3:00 PM | Opening Remarks | Join us as Chase Christensen, one of the Chairs of the Kubeflow Outreach Committee, opens the day with a warm welcome from the Kubeflow community. He’ll introduce Kubeflow, how to get involved, where to share your ideas, and how to connect with the community. We’ll also walk through the day’s schedule and highlight the exciting talks and discussions ahead. |
3:05 PM | Bringing Kubeflow Training Local: SDK-Driven “Local-exec” Mode | Kubeflow’s Python SDK makes it easy to define and submit training jobs on remote clusters—but developing, debugging, and iterating on your training code still often requires a full Kubernetes round-trip. In this session you’ll learn how the SDK’s new local_exec execution mode lets you run your training job locally on your machine before submitting it to kubernetes. |
3:20 PM | Transition Time | Take five to grab a snack, refill your coffee, or send that quick email while our next speaker gets set up. |
3:25 PM | Inferencing LLMs in production with Kubernetes and KubeFlow | Large Language Models (LLMs) are powerful but deploying them reliably, cost-effectively, and at scale in production is a different challenge altogether. In this session, we’ll walk through how to operationalize LLM inference using Kubeflow on Kubernetes, leveraging open-source and cloud-native tools to build resilient, scalable, and observable GenAI infrastructure. |
3:40 PM | Transition Time | Take a few minutes to stretch, refuel, or catch up on messages while we get ready for the next session. |
3:45 PM | Streamline LLM Fine-Tuning on Kubernetes with Kubeflow LLM Trainer | Fine-tuning LLMs on Kubernetes is challenging for data scientists due to the complex Kubernetes configurations, diverse fine-tuning techniques, and different distributed strategies like data and model-parallelism.
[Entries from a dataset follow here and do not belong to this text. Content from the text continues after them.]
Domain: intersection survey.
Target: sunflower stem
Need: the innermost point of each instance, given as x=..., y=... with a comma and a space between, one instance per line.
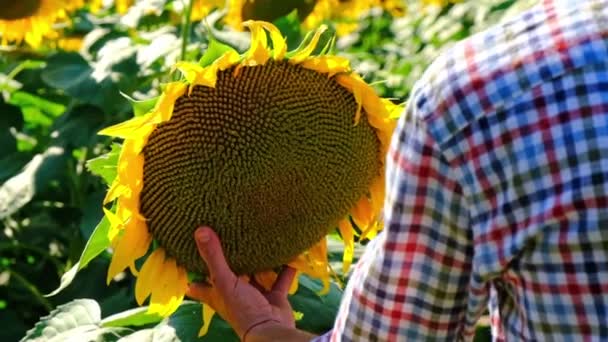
x=186, y=21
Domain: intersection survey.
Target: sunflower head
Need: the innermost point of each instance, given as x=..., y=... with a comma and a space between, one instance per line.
x=32, y=20
x=273, y=149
It’s crucial to hide the complex infrastructure configurations from users, and allow them to gracefully shift among diverse models, datasets, fine-tuning techniques and distributed strategies.
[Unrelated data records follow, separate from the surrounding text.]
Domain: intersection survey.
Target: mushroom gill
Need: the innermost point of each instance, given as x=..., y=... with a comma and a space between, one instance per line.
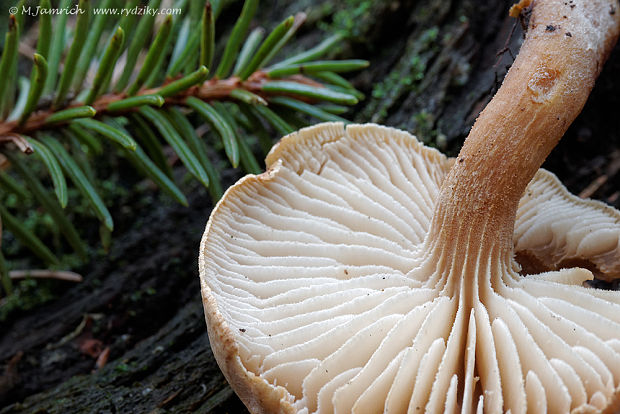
x=364, y=272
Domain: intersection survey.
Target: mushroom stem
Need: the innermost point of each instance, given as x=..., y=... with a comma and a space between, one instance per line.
x=545, y=89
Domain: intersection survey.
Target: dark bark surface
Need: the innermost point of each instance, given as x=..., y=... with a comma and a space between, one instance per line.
x=434, y=65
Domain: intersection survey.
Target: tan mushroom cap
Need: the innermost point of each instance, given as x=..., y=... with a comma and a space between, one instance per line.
x=319, y=297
This talk will introduce Kubeflow LLM Trainer, a tool that leverages pre-configured blueprints and flexible configuration overrides to streamline the LLM fine-tuning lifecycle on Kubernetes.
Shao Wang ( Kubeflow WG Training/AutoML) will demonstrate how Kubeflow LLM Trainer integrates with multiple fine-tuning techniques and distributed strategies, while offering a simple yet flexible Python API.
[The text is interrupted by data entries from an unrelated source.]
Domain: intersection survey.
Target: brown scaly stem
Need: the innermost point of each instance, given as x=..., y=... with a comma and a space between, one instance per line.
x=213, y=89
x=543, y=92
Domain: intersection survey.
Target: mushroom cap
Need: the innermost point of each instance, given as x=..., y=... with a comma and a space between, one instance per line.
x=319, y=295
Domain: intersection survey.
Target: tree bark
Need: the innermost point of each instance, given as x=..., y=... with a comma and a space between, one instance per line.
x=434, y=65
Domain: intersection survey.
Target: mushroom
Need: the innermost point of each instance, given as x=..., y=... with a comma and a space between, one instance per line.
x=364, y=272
Attendees will see how LLMs can be fine-tuned on Kubernetes with just a single line of code, highlighting how the Kubeflow LLM Trainer streamlines, simplifies, and scales LLM fine-tuning on Kubernetes. |
4:15 PM | Break | We’re taking a 15-minute break! Use this time to grab a bite, take a walk, or recharge before we jump back into the next session. |
4:30 PM | Kubeflow for enabling AI Powered Drug Discovery and development in AstraZeneca | AstraZeneca’s robust AI platform, Azimuth—their first enterprise cloud-native machine learning platform—relies heavily on Kubeflow to power scalable and efficient AI workflows. In this session, we’ll explore how Kubeflow supports diverse AI use cases, with each project operating in its own dedicated namespace and persistent volumes ensuring durable data storage.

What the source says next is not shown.